Sensors that work with light rather than mechanical signals could distinguish more subtle variations in pressure

ARTIFICIAL skin embedded with optical sensors could help robots develop a more human touch.

Existing sensors, such as those based on simple pressure switches and motor resistance, are limited in their ability to detect subtle changes in pressure and to distinguish between different textures. A key reason for this is the electrical components and wires they are made from tend to be inflexible.

Building in a lot of sensors will give a robot additional useful information about what it is touching and handling.
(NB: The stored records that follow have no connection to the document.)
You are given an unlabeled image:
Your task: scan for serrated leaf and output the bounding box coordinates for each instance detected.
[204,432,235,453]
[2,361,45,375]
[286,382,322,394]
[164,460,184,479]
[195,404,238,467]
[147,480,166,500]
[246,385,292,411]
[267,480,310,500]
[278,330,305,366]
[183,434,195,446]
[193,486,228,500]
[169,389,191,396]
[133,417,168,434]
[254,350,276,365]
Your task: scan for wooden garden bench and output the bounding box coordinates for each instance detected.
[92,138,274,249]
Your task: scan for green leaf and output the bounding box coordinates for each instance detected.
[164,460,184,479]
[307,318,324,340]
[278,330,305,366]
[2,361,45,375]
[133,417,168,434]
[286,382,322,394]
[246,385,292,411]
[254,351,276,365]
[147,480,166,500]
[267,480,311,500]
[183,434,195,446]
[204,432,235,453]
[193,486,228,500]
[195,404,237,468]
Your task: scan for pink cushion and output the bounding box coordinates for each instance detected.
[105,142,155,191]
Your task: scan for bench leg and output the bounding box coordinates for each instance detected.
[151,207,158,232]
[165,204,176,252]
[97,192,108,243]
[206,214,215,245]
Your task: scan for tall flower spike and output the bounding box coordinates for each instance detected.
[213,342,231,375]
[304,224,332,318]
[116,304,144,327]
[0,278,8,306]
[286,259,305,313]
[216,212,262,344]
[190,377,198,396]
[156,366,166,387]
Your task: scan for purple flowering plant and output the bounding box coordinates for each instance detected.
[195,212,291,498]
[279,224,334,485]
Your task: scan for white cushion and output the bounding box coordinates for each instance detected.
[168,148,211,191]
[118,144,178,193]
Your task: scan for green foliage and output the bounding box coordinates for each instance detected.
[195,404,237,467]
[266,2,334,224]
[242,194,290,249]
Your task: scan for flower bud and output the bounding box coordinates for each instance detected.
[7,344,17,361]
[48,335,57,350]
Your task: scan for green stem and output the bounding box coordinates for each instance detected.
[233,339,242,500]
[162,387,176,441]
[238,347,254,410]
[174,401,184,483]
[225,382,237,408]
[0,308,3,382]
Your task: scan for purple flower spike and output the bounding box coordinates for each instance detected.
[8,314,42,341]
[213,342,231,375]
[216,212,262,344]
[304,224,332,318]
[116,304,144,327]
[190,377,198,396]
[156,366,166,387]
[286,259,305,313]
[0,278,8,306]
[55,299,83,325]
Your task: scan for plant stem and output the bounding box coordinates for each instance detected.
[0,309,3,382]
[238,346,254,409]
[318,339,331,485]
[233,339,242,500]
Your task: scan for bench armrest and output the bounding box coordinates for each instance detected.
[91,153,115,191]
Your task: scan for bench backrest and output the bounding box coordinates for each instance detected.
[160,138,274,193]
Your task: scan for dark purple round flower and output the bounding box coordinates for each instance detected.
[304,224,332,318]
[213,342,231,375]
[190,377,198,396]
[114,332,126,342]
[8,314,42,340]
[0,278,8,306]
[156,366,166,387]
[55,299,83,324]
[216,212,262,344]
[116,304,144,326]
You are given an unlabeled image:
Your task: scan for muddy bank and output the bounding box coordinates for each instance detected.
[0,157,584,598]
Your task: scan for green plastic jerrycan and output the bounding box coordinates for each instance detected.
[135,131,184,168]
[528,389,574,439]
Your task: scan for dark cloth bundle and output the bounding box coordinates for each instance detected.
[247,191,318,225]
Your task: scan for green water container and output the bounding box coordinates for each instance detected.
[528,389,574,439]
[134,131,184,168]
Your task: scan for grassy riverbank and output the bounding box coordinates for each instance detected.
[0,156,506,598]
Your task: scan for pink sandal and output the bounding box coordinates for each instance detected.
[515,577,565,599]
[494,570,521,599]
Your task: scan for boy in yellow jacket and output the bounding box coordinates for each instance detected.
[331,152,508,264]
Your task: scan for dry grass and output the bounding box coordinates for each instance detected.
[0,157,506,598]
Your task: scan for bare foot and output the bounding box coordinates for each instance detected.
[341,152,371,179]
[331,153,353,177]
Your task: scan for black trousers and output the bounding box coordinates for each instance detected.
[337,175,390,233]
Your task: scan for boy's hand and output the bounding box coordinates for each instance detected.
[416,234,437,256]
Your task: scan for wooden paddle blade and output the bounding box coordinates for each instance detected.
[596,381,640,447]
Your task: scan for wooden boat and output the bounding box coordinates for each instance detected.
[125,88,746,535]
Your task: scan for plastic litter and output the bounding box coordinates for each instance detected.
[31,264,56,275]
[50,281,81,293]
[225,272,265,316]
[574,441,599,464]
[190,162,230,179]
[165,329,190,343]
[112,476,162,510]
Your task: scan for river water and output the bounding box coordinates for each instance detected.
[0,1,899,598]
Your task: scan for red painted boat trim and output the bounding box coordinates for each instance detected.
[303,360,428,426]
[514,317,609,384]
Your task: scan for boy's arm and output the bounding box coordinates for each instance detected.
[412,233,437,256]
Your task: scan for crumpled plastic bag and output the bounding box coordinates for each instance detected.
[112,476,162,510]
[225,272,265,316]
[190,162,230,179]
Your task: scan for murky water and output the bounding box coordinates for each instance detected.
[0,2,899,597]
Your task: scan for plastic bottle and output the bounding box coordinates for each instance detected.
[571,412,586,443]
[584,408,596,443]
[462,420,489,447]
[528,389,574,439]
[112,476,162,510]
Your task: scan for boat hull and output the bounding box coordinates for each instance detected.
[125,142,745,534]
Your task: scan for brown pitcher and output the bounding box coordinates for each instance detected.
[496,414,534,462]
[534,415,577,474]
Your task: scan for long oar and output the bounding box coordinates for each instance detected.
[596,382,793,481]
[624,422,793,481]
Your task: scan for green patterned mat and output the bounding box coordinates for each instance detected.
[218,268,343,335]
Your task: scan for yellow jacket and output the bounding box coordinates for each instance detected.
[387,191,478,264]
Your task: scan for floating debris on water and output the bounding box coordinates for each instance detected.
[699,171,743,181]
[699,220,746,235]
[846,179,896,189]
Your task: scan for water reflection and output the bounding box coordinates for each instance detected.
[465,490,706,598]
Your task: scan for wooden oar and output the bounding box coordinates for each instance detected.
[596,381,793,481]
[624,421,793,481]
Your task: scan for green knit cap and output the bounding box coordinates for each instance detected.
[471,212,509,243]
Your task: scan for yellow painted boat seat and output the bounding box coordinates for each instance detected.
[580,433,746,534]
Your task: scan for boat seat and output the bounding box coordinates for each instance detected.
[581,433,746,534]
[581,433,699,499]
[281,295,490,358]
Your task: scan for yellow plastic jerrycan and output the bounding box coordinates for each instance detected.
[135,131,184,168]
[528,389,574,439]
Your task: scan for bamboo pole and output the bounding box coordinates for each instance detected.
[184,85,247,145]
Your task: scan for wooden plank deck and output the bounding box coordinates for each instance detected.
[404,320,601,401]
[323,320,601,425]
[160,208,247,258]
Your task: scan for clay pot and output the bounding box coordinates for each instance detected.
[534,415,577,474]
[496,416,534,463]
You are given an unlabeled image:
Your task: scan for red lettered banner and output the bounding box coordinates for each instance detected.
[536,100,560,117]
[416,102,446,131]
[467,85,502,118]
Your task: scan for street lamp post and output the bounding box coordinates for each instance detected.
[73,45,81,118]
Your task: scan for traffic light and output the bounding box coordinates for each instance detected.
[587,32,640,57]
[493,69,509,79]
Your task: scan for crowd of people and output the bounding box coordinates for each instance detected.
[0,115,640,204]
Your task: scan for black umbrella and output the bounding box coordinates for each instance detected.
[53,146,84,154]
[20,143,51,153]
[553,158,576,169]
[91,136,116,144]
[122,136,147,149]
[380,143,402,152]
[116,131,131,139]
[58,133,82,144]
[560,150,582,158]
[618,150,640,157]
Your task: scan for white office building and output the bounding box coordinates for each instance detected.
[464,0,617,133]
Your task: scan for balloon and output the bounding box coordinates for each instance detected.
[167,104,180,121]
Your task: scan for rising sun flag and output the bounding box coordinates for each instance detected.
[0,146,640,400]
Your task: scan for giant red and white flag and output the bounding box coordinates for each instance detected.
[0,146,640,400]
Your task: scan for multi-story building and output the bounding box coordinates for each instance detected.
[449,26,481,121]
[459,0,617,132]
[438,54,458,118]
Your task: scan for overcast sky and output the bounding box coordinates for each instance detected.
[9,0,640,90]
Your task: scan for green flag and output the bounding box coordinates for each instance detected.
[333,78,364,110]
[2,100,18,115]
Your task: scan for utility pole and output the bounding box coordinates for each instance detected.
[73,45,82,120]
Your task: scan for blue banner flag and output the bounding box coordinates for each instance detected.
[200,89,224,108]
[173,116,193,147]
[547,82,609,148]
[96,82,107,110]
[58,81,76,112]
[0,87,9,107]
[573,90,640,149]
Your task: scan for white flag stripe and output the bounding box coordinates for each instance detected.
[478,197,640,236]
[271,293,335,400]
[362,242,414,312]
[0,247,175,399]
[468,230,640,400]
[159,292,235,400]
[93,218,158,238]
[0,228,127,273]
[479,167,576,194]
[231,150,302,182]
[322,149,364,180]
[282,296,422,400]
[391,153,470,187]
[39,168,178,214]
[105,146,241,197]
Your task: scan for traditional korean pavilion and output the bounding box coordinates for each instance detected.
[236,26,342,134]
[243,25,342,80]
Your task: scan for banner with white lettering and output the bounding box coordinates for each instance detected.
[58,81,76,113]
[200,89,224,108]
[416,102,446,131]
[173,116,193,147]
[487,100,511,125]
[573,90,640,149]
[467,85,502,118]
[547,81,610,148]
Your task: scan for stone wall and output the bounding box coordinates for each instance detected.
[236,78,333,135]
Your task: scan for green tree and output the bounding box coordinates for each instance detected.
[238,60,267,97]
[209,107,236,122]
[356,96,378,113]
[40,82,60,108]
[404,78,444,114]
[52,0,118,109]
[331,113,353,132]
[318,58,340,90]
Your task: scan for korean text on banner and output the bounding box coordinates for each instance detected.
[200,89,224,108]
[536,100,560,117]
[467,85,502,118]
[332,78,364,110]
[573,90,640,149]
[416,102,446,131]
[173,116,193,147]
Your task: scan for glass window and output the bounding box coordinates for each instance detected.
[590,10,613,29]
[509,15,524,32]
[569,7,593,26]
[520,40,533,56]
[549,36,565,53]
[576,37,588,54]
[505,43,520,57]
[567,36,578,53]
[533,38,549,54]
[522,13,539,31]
However, placing large numbers of traditional sensors close together increases the potential for electromagnetic interference.
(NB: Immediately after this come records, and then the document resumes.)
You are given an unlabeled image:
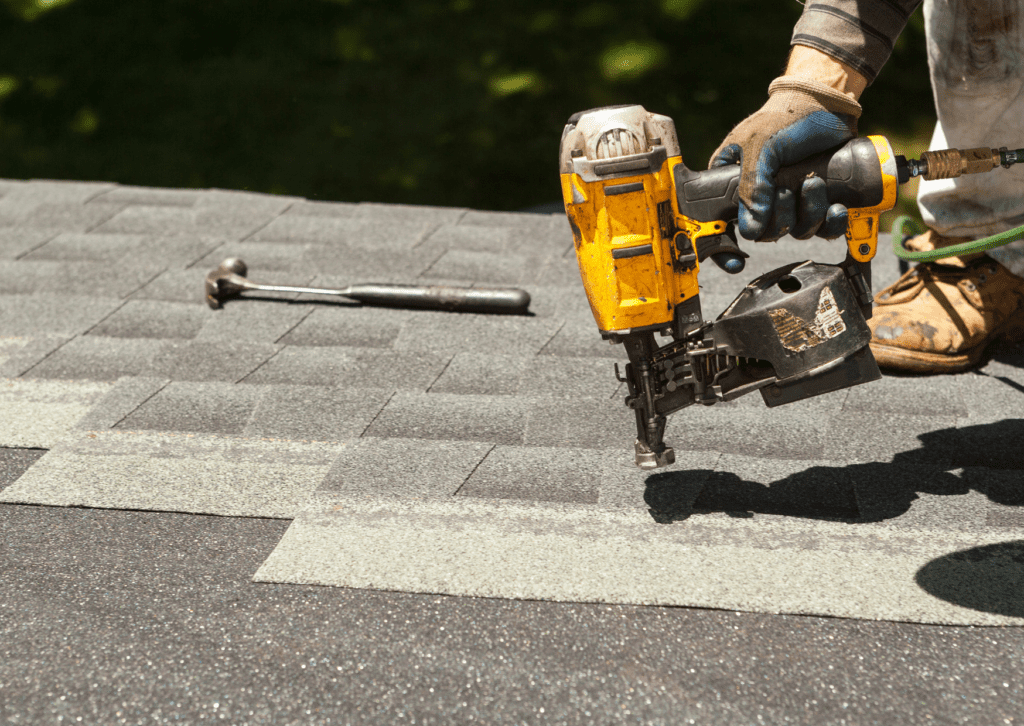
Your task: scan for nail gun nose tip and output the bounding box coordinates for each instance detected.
[711,252,746,274]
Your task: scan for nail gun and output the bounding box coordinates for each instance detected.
[559,105,1018,469]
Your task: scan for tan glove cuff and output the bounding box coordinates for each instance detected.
[768,76,863,119]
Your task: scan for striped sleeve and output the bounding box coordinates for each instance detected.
[793,0,922,83]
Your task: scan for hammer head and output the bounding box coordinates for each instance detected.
[205,257,249,309]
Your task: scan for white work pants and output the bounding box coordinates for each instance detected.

To get around these obstacles, Jeroen Missinne and colleagues at Ghent University in Belgium have developed a flexible “skin” containing optical sensors.
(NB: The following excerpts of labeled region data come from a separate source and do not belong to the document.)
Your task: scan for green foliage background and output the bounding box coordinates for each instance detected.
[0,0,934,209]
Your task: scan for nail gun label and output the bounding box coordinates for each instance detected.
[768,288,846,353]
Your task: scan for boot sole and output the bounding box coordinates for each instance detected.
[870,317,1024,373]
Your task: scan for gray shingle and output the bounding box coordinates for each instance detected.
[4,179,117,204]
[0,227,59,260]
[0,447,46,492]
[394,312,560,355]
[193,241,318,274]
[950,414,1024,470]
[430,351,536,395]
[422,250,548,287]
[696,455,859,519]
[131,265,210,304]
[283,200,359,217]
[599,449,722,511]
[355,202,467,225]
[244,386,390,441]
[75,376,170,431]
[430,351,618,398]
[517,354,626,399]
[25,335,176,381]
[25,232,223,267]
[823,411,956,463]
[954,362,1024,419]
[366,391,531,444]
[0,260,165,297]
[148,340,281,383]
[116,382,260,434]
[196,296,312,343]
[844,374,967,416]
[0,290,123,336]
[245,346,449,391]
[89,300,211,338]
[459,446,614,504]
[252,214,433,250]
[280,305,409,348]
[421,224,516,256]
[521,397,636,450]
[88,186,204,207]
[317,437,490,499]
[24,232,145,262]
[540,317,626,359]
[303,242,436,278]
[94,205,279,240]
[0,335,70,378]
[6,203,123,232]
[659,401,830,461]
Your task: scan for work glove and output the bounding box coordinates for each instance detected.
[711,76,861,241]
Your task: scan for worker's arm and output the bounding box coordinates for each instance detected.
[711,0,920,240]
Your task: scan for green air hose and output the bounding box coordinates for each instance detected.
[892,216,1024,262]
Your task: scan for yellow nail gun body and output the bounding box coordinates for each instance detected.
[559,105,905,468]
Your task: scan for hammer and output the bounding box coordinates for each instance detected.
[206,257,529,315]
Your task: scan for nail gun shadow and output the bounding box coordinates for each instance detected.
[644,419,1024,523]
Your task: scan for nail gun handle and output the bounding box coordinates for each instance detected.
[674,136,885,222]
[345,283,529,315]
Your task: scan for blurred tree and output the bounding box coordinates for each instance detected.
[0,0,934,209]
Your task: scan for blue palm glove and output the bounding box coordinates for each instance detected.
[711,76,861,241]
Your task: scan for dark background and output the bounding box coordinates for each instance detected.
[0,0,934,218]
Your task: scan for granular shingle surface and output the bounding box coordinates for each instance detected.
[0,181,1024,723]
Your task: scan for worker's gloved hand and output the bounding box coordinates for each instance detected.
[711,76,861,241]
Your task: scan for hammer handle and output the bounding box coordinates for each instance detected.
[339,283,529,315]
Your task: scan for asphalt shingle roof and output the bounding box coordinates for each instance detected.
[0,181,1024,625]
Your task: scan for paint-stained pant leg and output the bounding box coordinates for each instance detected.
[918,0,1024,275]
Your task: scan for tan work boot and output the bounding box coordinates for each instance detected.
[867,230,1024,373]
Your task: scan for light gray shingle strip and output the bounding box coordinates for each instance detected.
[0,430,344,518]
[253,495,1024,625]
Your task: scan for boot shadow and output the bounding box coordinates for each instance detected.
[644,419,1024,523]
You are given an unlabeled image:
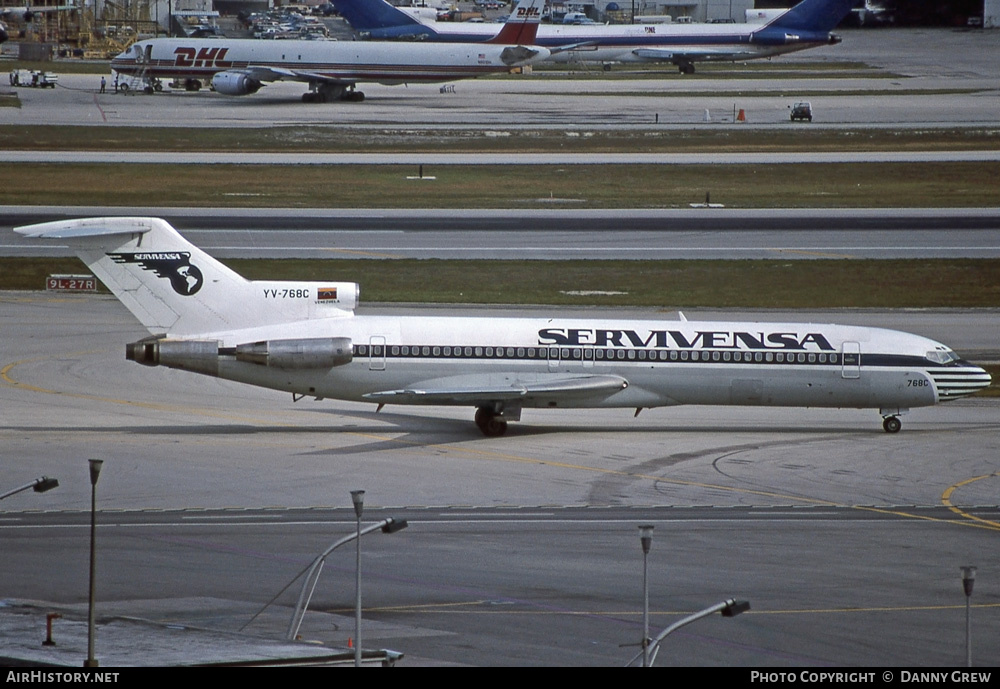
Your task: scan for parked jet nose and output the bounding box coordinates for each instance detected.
[927,359,993,402]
The skin consists of two layers of parallel polymer strips lying perpendicular to each other to form a grid. These are separated by a thin sheet of plastic. Light is constantly fed into the polymer strips, which act like optical fibres in that their geometry encourages internal reflection and reduces light loss.

When pressure is applied anywhere on the skin it causes the strips to be pushed closer together and allows light to escape from one set into the other. The detection of this leakage of light provides a highly sensitive feedback mechanism.

“When pressure is applied to the robot’s skin, light from one polymer strip escapes into another”

Surgical robots are already able to provide some limited tactile feedback to surgeons. Missinne says this could be greatly enhanced if they were covered with his sensor-rich skin.

Because they are optical, neighbouring polymer strips do not interfere with each other, allowing them to be packed tightly together – as close as 125 micrometres so far.

“We’re desperate for new materials to let robots be able to feel the world,” says Chris Melhuish of the Bristol Robotics Laboratory in the UK. It’s equally important, he says, that artificial skin gives a pressure reading that allows a robot to distinguish between different types of objects and different patterns of forces.

Missinne is hopeful that his skin can do this but has yet to prove it. He presented his latest findings, demonstrating that pressure triggers light to escape from one set of polymer strips to another, at the IMEC Flexible and Stretchable Electronics workshop in Ghent last week.

He is now working on developing a full prototype and hopes to begin more detailed tests by the end of the year.